Saturday, January 5, 2013

A few thoughts on the violence in "Django Unchained"


Part of me has always been skeptical of movie violence. Something feels immoral, or perhaps amoral, about the ways movie protagonists--the characters we sympathize with, or even relate to--deploy righteous violence as a matter of course. Killing is integral to the meanings of so many movies that I'm having a hard time picking only a few examples. I'm thinking of the swaggering, idiotic imperialism of violence in "The Expendables." The joyous violence of "Looper," in which killing seems the logical way to tie up loose threads of the plot. The countless movies, like the two I've just mentioned, in which our protagonist is a murderer by trade.  In movies like these violence does not have consequences beyond those immediate to our hero(ine). Victims do not have families, characters appear in the film just to die (or, rather, to be killed by our hero), and death by gunshot or stabbing is usually a momentary bloodless affair.

Then there's "Django Unchained," a movie filled with righteous murder and ecstatic fountains of spurting blood. But not only those things. Each moment of fun violence comes as part of Django's quest to rescue his wife, in which he kills dozens of white people who make their living on slavery. There are also moments of stunning, revolting violence, when the film shows us slaves whipped, set upon by dogs, or the nearly unwatchable scene of two slaves forced to fight to the death for the pleasure of white aristocrats.

The aesthetics of violence in the film aren't too hard to puzzle out: "Django" wants us to realize that some sorts of violence are righteous, and some aren't. Unlike "The Expendables," in which "bad guys" are so-labelled and marked for death by awful directorial fiat, in "Django" the bad guys are truly bad. Each of them has done physical or existential violence to Django and his wife by being a cog in the institution of slavery. The retribution sought by Django is an appropriate application of the popular cinematic maxim that the protagonist of an action movie must take justice into his own hands. That maxim makes sense here when, usually, it strikes me as scary. That's because, in the world of "Django," all the things done to Django, to his wife, and to every other slave in the film are perfectly legal. What other option does Django have but violence?

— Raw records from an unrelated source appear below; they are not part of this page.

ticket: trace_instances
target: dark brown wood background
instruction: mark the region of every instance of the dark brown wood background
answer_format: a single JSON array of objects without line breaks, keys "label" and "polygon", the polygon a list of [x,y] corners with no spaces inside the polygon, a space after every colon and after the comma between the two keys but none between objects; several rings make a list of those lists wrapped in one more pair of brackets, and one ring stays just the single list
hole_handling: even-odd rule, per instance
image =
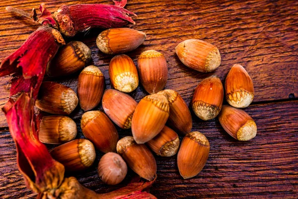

Still, I found myself wondering, as I sat through more scenes of bloody sadism: is this really necessary? It might be fun, and it might be righteous, but why? Why take pleasure in this violence? I think there are two parts to the answer.

1) Django (and, by proxy, the audience) deserves it. Django suffered through slavery (and we suffer from its memory--some of us more profoundly than others). "Django's" violence is payback, and though there are reasons why it might not feel good, those reasons are not within the scope of this film. The film is about triumph over and revenge on slavery.

2) The different aesthetics of violence in "Django" accentuate the film's unreality. Can anyone believe they are seeing real violence, or anything approaching it, when the violence is depicted in such profoundly different ways in the same film? The juxtaposition of the fight-to-the-death scene mentioned earlier and the hyper-stylized slaveholder deaths that register as cool or interesting (and even then only for a moment) highlights the ways that none of the violence we're seeing in real. The violence and death meted out by Django is limited only by our imaginations. The violence and death meted out to slaves is limited by the bounds of taste. Django's violence can be righteous and fun only because it isn't real, and everyone knows it.

I think "Django Unchained" is a great movie. The heightened reality of an exploitation film (which is at least part of what Django is) suits the antebellum south very well. And, more than most films, it's conscious of its violence. The film deploys violence according to a morality that makes sense in our own world, which is more than most movies can say.